There are a number of additional properties that I think temporal programming languages will inherit to varying degrees:
- Straightforward translation into Verilog or VHDL for use on a FPGA (assuming some synthesizable subset of the language)
- Automatic parallelism
- Language-level support for serializing the entire state of the app
- Language-level support for reverse debugging, "what if" debugging
- "Speculative execution" on a large scale
However, all of these (except the first, which is pretty well covered by Metron) will require a lot of additional experimentation to see if they're feasible.
Right now there are no languages available that follow both of these two tenets fully, though there are a huge number of languages and paradigms described in the literature that fit to some degree. To explore these ideas further, I will be building a minimal language based on a subset of C++, with the addition of one character that's currently unused:
struct Program {
int a = 0;
int b = 0;
void tick() {
a@ = b + 1;
b@ = a + 1;
}
};
Blocks containing the "@" character are temporal blocks - from an imperative viewpoint, assignments to primed ("atted" sounds strange) variables don't take effect until after all temporal blocks have been evaluated.
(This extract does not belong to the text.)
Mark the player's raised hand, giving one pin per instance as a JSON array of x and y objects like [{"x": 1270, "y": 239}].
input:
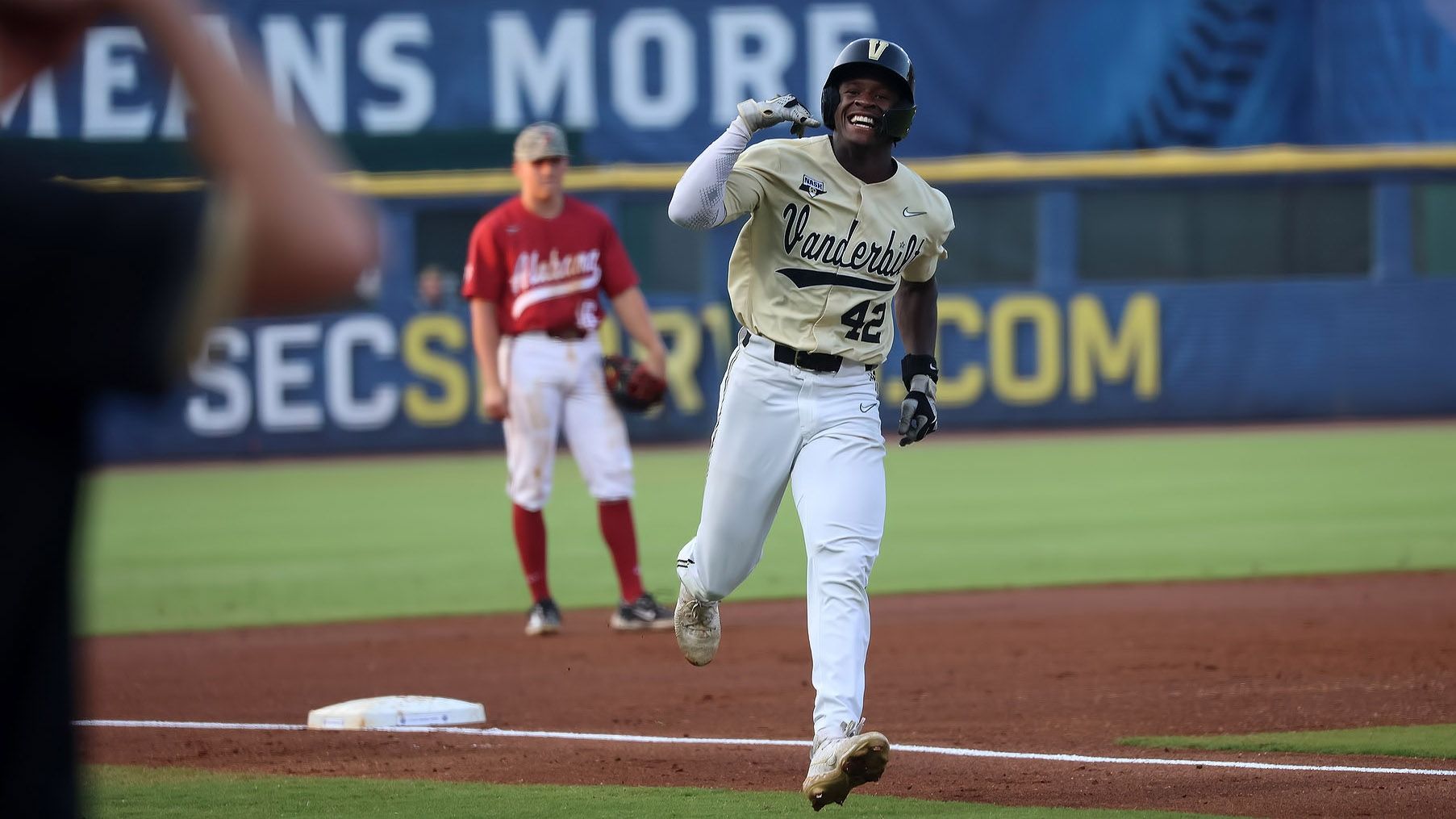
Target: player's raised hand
[{"x": 768, "y": 112}]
The language transpiler will insert temporary variables and reorder expressions to make the code compatible with C++ or Verilog as needed while ensuring the transpiled code is functionally identical to the original. To follow along with the metronome theme of my other projects, I intend to call the language MetroC (note there's nothing in that repo yet).
To be absolutely clear, I am not claiming to have invented any of these concepts - I am merely assigning a name to a set of patterns that most programmers have already come across and am trying to express those patterns in a new and useful way. If you have suggestions for what the definition of "Temporal Programming" should be, I am very interested in hearing them.